The Ransomware-as-a-Service (RaaS) group Lockbit is the main pillar of this Ransomware business model, largely due to its strong commitment to the development of its product, producing Ransomware with implementations that are up to date on the date of each release. The Lockbit4.0 (or Lockbit Green) version is no different, as it is a major update, especially in the Evasion and Obfuscation layer. In this research, I will analyze the main Obfuscation and Evasion capabilities implemented in Lockbit4.0, and some Intelligence insights will be provided after the analysis.
Below is the SHA256 hash of the Lockbit4.0 sample that I will analyze in this research.
"sha256":"21E51EE7BA87CD60F692628292E221C17286DF1C39E36410E7A0AE77DF0F6B4B"
Reverse Engineering of the Unpacking Process
The Lockbit4.0 unpacking process is quite complex, and I will try to describe my analysis based on its pseudocode. Below, we can see the beginning of the unpacking algorithm.
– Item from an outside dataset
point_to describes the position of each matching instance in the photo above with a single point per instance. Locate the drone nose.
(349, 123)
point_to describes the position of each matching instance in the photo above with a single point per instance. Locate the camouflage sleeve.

The code starts by reading a byte from the compressed stream, storing it in rdx. It then loads the value of arg5 and multiplies it by 2 (arg5 << 1). This forces a carry when the most significant bit (MSB) is cleared. The carry is saved in the c_1 flag and will be used later to determine whether the byte can be copied directly or needs to be processed.

The code checks whether arg5 (in temp0_1) is equal to its complement (-arg5 or temp1_1). This is because certain values in the compressed byte stream represent special markers that need to be processed differently. If the equality is true:
- A new byte is loaded into rbx.
- The arg2 pointer is adjusted to advance 4 bytes.
- An ADC (Add with Carry) operation is performed on rbx, modifying arg5.
- A new byte is loaded into rdx, continuing the data extraction.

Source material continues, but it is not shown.